1.bölümde sadece giriş niteliğinde olsun diye hayatıma giren ve bana hikaye yazdıracak kadar önem verdiğini hissettiğim kızı biraz tanıdınız. Şimdi esas konulara geliyoruz esas yaşanmışlıklara devam eden konuşmalara ve aldırmadan geçen zamanlara.
Ne olursanız olun hayatınıza aniden gelip renk veren insanları kesinlikle bırakmayın. Günümüz diğerlerinden çok farklı geçiyor diyemem ama herkes gibi sıradan bir boyutta da geçmiyor tabi ki.
Batum da bir akşam vakti. Buradan bu hikayeyi yazdığım yerden tek farkı orada saatin buraya göre 2 saat kadar ileride olması ve Batum'un bembeyaz kar örtüsün de olması. Bunun dışın da konuşmalar düşünceler gülüşmeler anlatmalar tamamen aynı.

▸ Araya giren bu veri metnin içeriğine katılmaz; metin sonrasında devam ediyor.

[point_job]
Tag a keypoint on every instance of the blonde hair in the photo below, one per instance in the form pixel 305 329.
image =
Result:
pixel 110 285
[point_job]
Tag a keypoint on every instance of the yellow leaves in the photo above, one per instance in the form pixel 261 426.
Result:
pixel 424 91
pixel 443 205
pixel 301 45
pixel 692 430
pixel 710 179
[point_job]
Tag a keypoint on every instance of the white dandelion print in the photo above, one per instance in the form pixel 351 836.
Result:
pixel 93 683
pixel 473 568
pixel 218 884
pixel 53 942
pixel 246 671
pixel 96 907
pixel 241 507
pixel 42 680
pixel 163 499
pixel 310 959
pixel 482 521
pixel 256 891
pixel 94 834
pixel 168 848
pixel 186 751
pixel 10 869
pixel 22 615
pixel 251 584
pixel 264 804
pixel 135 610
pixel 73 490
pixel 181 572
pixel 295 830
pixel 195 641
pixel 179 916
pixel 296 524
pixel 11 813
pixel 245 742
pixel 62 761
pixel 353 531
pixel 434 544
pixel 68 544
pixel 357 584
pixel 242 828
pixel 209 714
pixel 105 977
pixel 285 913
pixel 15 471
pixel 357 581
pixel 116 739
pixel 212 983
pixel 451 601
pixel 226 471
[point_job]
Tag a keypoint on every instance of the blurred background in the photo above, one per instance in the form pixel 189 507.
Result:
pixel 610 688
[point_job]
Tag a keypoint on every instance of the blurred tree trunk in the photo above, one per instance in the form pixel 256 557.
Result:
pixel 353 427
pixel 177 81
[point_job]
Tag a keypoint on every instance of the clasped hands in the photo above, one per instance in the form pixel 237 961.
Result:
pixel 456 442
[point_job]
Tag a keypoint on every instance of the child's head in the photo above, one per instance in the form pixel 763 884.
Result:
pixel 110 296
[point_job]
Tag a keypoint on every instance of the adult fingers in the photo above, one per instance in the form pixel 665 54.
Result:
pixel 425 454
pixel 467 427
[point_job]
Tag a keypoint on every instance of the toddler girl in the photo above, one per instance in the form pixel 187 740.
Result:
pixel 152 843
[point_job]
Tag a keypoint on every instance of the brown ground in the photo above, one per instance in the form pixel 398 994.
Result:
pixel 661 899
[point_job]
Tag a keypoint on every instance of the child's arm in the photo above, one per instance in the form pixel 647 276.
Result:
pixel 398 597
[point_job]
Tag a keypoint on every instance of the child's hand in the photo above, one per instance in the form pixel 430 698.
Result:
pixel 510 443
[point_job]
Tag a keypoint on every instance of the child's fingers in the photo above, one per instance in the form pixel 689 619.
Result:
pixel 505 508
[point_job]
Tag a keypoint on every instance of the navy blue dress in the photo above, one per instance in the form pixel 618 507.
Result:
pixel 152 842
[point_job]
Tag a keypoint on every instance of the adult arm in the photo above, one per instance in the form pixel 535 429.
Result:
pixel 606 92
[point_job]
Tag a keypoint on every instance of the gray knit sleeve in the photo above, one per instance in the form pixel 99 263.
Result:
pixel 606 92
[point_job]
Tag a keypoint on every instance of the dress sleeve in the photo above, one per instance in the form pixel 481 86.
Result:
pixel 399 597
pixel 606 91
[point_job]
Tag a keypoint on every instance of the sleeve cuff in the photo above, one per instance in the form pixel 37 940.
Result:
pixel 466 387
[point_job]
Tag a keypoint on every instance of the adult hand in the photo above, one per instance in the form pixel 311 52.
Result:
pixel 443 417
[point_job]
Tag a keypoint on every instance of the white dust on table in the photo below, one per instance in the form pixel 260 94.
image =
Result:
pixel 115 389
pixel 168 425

En çokta ben gecenin bir yarısı ona hayır uyuma dediğim de direndiği halde uyumaması belki de.
İnsan söz dinletebildiği bir insanla çok çok iyi anlaşabilir ama söz dinlettiği kadar söz dinlerse de tabi ki.
Bana hiç söz dinletmedin. Çünkü öyle bir konuşma içerisine de girmedik biz hiçbir zaman. Ama şu var ki , ben uyuma dediğim zaman fazladan bir 10 dakika kadar da bekledin ve yine her zaman ilk mesaj atma hakkını bana ayırdın. İlk önce bana mesaj atarak bana mesafenin aslında gereksiz olduğunu esas gerekli olanın düşünceler olduğunu bir kez daha o samimi hissin ile anlatışındı.
Yine bir akşam vakti.
Yine bir tarafta sen.
Artık alışkınım ;
Artık alışkınım senle geçen günlere bazen klavye azizliğinden yazamadığın mesajlarına bana uzak gibi duran ama sanki tam ensemdeymişsin gibi bakan o yeşil gözlerine , samimi duruşuna..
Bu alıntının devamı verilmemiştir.